A ottant’anni anch’io sto scrivendo la mia storia Mi hanno convinto: e un dovere di tutti noi

Amiche e amici, prendo la parola per dovere di firma, perché quanto è stato detto io confermo e vorrei aggiungere ancora qualcosa. Partiamo con la questione di ciò che abbiamo fatto, come ci è stato richiesto dalla nostra nazionale. Io vorrei rassicurare la nostra simpaticissima e bravissima Gigante che tutti gli anni orrnai noi è come avere un programma, quel programma si ripete tutti gli anni, si migliora tutti gli anni se si è fatto qualche errore. Ecco perché delle volte non vi si manda tutta la relazione se non è una cosa più importante, ma la cosa normale, voi sapete quanto sacrificio costa perché noi non possiamo mantenerci una segretaria, io alla sera mi metto a battere a macchina e mia moglie ogni tanto mi tira una scarpa perché deve dormire. Di giorno bisogna lavorare, oggi come oggi abbiamo delle riunioni molto spesso e la nostra associazione conta qualcosa, anche se stanno cambiando i tempi. Questo ce lo dimostra la nostra regione, che mai aveva fatto un lavoro come lo sta facendo quest’anno. Pensate che quest’arino sono stati stanziati 550 milioni, 120 milioni per la ricerca della memoria, e cioè le testimonianze che saranno fatte e che sono già state fatte sia a Savona, sia a La Spezia, sia a Ventimiglia, cioè a Imperia, sia a Genova.

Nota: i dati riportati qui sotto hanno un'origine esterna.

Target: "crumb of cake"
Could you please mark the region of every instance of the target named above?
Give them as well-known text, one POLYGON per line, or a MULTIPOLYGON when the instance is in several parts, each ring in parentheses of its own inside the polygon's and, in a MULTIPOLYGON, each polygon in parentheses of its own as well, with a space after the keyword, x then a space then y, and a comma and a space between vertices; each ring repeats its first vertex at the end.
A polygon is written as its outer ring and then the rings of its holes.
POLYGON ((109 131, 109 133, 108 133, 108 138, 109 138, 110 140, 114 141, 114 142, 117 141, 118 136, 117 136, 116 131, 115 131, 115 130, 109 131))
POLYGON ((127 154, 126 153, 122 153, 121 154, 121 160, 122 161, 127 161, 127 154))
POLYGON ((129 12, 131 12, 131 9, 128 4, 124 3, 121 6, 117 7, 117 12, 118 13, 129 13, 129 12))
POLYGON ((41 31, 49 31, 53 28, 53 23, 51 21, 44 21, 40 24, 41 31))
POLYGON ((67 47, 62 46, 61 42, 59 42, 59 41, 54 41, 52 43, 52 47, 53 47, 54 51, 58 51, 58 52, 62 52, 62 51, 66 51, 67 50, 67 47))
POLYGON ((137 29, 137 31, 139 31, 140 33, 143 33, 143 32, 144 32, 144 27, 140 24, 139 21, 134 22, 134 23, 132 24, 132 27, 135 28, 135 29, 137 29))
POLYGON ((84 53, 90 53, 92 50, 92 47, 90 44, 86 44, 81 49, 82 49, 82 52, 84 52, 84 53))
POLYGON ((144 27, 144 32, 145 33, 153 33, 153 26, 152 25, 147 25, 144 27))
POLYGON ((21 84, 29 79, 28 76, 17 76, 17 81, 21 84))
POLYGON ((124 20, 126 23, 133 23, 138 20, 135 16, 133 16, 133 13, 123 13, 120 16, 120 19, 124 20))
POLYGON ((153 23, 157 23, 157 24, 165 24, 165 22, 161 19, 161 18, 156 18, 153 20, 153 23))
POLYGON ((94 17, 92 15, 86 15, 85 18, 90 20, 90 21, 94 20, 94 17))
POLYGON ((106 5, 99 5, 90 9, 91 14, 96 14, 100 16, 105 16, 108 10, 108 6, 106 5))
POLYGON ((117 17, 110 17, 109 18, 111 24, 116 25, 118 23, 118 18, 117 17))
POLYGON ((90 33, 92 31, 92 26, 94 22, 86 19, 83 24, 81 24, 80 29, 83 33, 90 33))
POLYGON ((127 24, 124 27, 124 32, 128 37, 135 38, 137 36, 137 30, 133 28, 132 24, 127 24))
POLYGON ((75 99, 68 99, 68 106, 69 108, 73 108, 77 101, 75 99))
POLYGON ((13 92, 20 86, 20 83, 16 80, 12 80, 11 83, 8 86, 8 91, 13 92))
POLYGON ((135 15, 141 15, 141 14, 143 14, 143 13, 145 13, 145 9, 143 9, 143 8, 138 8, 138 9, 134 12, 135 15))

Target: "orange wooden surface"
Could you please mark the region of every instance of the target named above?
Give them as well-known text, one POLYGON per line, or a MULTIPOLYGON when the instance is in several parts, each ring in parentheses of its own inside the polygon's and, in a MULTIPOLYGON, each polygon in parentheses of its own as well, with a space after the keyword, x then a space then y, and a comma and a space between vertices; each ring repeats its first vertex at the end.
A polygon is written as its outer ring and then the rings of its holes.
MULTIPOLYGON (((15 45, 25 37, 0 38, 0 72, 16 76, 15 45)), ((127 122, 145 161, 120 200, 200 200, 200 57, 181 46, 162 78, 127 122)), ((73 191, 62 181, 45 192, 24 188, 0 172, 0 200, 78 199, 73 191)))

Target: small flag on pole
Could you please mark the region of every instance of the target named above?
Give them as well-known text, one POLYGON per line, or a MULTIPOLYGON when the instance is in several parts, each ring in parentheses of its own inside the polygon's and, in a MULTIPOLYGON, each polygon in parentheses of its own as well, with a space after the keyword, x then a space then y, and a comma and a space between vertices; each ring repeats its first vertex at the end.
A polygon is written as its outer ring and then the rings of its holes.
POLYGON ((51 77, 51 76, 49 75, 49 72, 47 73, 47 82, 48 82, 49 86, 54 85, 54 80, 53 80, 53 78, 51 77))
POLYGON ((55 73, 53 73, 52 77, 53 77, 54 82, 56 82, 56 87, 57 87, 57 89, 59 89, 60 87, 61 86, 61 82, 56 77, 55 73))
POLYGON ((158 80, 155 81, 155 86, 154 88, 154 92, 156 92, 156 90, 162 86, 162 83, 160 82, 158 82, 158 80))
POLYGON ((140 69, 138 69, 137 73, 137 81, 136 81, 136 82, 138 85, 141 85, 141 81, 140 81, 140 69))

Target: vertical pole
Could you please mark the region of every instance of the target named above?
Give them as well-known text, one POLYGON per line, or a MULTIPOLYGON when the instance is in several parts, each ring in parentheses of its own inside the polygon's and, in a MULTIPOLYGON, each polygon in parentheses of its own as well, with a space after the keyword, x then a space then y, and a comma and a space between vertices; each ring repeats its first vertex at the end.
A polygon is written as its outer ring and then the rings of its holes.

Questo libro costerà 120 milioni, ci auguriamo che si possa fare.
In più abbiamo la possibilità di poter.portare nei campi di sterminio come visitatori i giovani affinché possano constatare con i loro occhi davanti a noi che presenziamo a questo, che siamo i loro testimoni. Questo lo facciamo affinché i giovani siano più convinti, perché anche parlando nelle scuole non è efficace come è efficace portarli sul posto, perché lì non si può mentire. Dachau, io dico, è a Monaco di Baviera; siete giovani, fatevi un viaggio quelli che non ci credono, turistico, però quando arrivate proprio a Dachau ricordatevi che lì c’è un museo di ricordi di sofferenze. Noi questo lo facciamo tutti gli anni, siamo ricercati proprio, e noi non abbiamo quasi personale per poter mandare in giro per la richiesta fatta da tanti presidi. Ho visto infatti anche a Savona, quando ci siamo presentati al Liceo Eugenio Pertini, l’efficacia che abbiamo avuto per gli studenti, contentissimi di vedere specialmente noi, e di vedere ancora la inia giacca che ho il coraggio di tenere dopo 50 anni.

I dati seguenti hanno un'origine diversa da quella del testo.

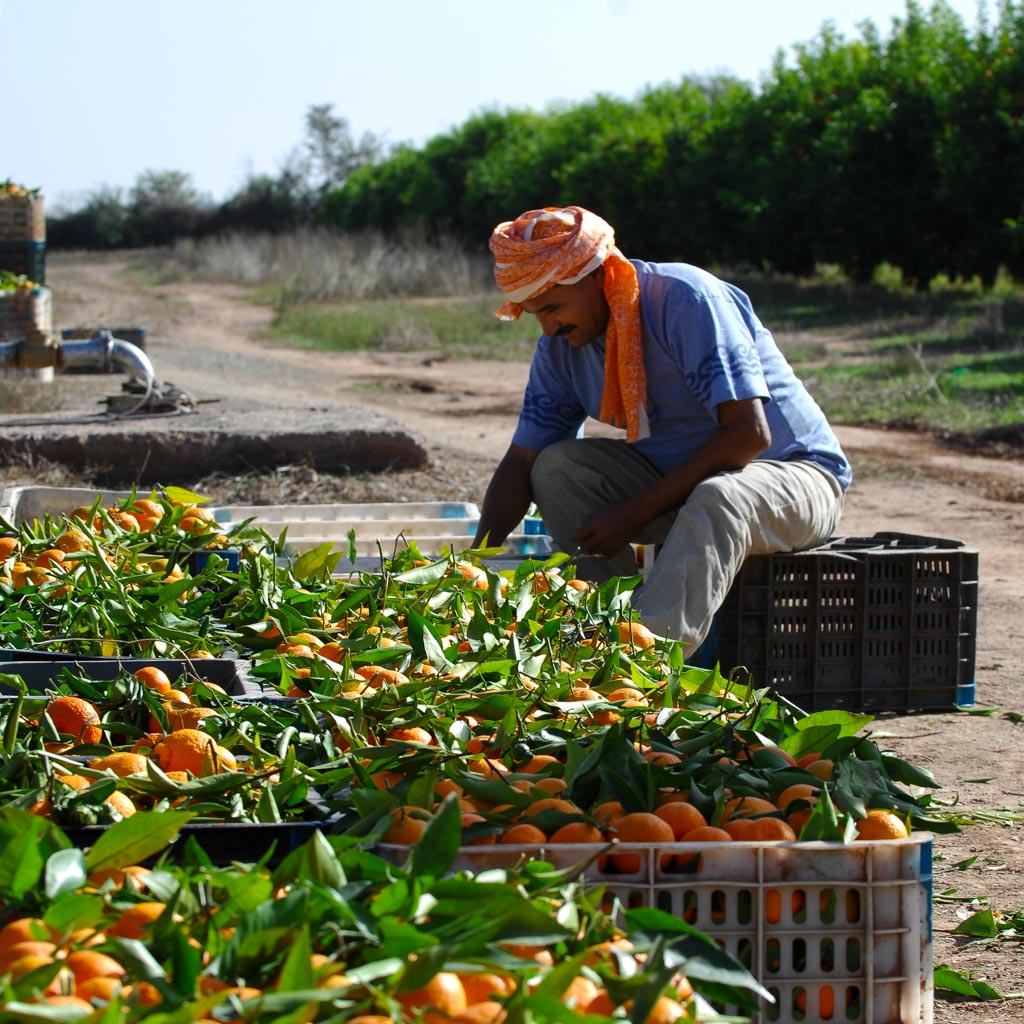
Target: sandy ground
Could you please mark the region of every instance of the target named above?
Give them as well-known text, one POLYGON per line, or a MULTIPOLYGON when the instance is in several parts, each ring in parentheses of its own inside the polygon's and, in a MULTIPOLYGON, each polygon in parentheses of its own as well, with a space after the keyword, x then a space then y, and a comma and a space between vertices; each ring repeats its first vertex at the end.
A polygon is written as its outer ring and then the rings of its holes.
MULTIPOLYGON (((338 477, 317 472, 315 452, 302 464, 263 472, 225 467, 194 486, 219 502, 337 502, 482 500, 518 412, 526 366, 503 361, 446 362, 429 352, 371 355, 297 351, 261 339, 269 311, 242 299, 240 290, 214 285, 140 287, 117 258, 54 258, 57 327, 137 325, 146 352, 165 382, 186 389, 199 412, 232 402, 288 415, 308 427, 339 407, 372 411, 400 423, 422 441, 428 460, 403 472, 338 477)), ((787 339, 780 338, 785 343, 787 339)), ((8 382, 0 382, 7 383, 8 382)), ((0 436, 11 437, 25 401, 38 408, 97 412, 116 391, 116 377, 60 375, 55 384, 23 382, 16 410, 0 413, 0 436), (39 395, 33 399, 33 389, 39 395), (53 398, 54 395, 58 397, 53 398)), ((10 391, 6 392, 9 396, 10 391)), ((0 390, 0 395, 4 392, 0 390)), ((254 414, 254 424, 258 413, 254 414)), ((139 420, 138 430, 166 429, 139 420)), ((594 431, 599 431, 599 425, 594 431)), ((976 710, 987 715, 890 714, 874 735, 900 756, 929 768, 938 799, 967 810, 1016 810, 1024 816, 1024 744, 1017 713, 1024 713, 1024 466, 1013 459, 971 456, 933 438, 859 427, 838 430, 856 473, 841 532, 867 536, 897 530, 956 539, 980 556, 976 710)), ((8 468, 5 483, 80 482, 83 471, 52 466, 8 468)), ((1024 909, 1024 853, 1020 824, 978 824, 935 842, 935 891, 988 897, 993 909, 1024 909), (957 866, 974 859, 969 865, 957 866)), ((998 991, 1024 992, 1019 941, 969 943, 950 934, 955 900, 936 901, 935 963, 986 978, 998 991)), ((1024 999, 980 1004, 936 1001, 935 1019, 1024 1022, 1024 999)))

La mia reliquia di giacca me la porto appresso, e non so se la daremo a un museo o la porterò con me. Per rafforzare ancora queste iniziative con la Regione abbiamo fatto un Comitato di tutte le associazioni combattentistiche della Resistenza, sono rappresentate Savona, La Spezia, Imperia. Bisogna dimostrarlo di essere superstiti. Ma quando ci sono 1.500 persone che arrivano in Germania e non ne muore uno, non credo che si possano chiamare superstiti dei campi di sterminio. Altra cosa che non posso accettare è che si possa dire: anch’io ero a Mauthausen, alla domenica andavo a prendere il caffè nel bar.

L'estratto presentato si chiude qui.